Cell crawling mediates collective cell migration to close undamaged epithelial gaps

Ester Anon, Xavier Serra-Picamal, Pascal Hersen, Nils C. Gauthier, Michael P. Sheetz, Xavier Trepat, Benoît Ladoux

Research output: Contribution to journalArticlepeer-review

129 Scopus citations

Abstract

Fundamental biological processes such as morphogenesis and wound healing involve the closure of epithelial gaps. Epithelial gap closure is commonly attributed either to the purse-string contraction of an intercellular actomyosin cable or to active cell migration, but the relative contribution of these two mechanisms remains unknown. Here we present a model experiment to systematically study epithelial closure in the absence of cell injury. We developed a pillar stencil approach to create well-defined gaps in terms of size and shape within an epithelial cell monolayer.
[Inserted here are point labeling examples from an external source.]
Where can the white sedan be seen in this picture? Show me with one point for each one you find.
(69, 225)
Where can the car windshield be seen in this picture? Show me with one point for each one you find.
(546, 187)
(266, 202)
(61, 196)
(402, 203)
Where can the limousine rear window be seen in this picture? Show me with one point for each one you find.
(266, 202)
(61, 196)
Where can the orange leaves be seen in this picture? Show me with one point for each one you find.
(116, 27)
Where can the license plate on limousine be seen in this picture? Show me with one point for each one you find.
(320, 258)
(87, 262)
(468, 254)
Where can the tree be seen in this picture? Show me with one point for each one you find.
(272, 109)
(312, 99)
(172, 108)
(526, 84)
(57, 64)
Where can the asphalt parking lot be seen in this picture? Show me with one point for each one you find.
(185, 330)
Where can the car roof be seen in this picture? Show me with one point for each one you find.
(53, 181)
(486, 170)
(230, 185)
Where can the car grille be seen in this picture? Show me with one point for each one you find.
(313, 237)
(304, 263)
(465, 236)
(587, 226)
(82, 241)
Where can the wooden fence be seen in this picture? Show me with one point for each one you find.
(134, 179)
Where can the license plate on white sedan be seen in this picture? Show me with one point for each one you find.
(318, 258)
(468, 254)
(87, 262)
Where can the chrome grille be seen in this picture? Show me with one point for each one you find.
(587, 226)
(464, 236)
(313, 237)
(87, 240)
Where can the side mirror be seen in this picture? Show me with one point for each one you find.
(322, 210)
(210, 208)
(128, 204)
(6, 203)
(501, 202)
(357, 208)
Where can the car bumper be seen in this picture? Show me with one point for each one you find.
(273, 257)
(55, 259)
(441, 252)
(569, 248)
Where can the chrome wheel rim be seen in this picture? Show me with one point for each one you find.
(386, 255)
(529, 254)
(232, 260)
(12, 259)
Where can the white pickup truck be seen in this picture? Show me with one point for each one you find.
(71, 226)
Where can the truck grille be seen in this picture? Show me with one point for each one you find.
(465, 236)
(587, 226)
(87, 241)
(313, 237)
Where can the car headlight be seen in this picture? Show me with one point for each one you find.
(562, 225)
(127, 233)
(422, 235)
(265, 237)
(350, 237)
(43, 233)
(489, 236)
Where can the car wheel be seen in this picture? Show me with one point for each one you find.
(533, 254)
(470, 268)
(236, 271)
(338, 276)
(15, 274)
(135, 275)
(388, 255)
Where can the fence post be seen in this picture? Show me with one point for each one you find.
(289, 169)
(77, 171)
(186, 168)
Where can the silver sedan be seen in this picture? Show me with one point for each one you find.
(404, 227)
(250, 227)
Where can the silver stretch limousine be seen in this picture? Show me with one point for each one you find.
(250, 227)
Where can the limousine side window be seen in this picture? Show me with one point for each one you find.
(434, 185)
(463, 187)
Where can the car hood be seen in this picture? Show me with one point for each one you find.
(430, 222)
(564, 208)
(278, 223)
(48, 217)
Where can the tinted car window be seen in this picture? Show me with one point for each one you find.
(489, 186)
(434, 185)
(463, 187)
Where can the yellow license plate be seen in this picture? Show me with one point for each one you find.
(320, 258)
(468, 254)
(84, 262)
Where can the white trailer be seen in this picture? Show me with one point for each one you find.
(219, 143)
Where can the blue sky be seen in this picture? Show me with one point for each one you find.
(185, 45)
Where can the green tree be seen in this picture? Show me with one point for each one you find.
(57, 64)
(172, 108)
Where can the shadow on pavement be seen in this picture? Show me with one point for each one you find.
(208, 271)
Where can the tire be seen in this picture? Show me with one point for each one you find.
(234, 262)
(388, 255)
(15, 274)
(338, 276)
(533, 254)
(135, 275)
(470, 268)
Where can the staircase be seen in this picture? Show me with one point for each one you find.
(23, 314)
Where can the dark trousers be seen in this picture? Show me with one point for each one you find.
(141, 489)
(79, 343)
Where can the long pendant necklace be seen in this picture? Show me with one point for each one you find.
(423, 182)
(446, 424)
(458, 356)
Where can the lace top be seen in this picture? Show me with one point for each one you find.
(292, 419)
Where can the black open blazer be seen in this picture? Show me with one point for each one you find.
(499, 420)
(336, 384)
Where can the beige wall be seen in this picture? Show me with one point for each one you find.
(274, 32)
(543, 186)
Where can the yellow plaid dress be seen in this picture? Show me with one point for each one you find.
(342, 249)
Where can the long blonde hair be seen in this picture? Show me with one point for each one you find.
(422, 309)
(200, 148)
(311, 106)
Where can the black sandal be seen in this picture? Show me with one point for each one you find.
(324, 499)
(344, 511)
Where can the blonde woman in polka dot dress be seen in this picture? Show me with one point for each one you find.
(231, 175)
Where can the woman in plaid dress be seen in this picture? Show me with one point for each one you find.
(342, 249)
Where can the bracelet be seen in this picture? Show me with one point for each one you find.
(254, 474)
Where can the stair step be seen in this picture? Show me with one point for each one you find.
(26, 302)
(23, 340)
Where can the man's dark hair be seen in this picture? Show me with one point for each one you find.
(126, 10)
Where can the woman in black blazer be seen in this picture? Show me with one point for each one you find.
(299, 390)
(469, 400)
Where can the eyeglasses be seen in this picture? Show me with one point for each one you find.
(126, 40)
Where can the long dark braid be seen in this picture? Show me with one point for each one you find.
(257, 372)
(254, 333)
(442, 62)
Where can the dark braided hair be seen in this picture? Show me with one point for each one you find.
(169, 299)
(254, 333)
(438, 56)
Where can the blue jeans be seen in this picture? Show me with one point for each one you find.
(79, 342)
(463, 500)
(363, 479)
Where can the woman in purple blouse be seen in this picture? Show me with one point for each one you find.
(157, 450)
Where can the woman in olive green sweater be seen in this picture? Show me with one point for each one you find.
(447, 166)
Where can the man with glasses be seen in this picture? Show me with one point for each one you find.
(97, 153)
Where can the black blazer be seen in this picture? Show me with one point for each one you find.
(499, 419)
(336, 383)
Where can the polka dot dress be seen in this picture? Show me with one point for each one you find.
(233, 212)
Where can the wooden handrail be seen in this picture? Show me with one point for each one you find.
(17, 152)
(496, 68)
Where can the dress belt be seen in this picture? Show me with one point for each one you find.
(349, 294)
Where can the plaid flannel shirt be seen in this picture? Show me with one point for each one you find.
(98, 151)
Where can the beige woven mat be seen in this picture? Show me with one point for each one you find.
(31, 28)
Upon pillar removal, cells actively respond to the newly accessible free space by extending lamellipodia and migrating into the gap. The decrease of gap area over time is strikingly linear and shows two different regimes depending on the size of the gap. In large gaps, closure is dominated by lamellipodium-mediated cell migration. By contrast, closure of gaps smaller than 20 μm was affected by cell density and progressed independently of Rac, myosin light chain kinase, and Rho kinase, suggesting a passive physical mechanism. By changing the shape of the gap, we observed that low-curvature areas favored the appearance of lamellipodia, promoting faster closure. Altogether, our results reveal that the closure of epithelial gaps in the absence of cell injury is governed by the collective migration of cells through the activation of lamellipodium protrusion.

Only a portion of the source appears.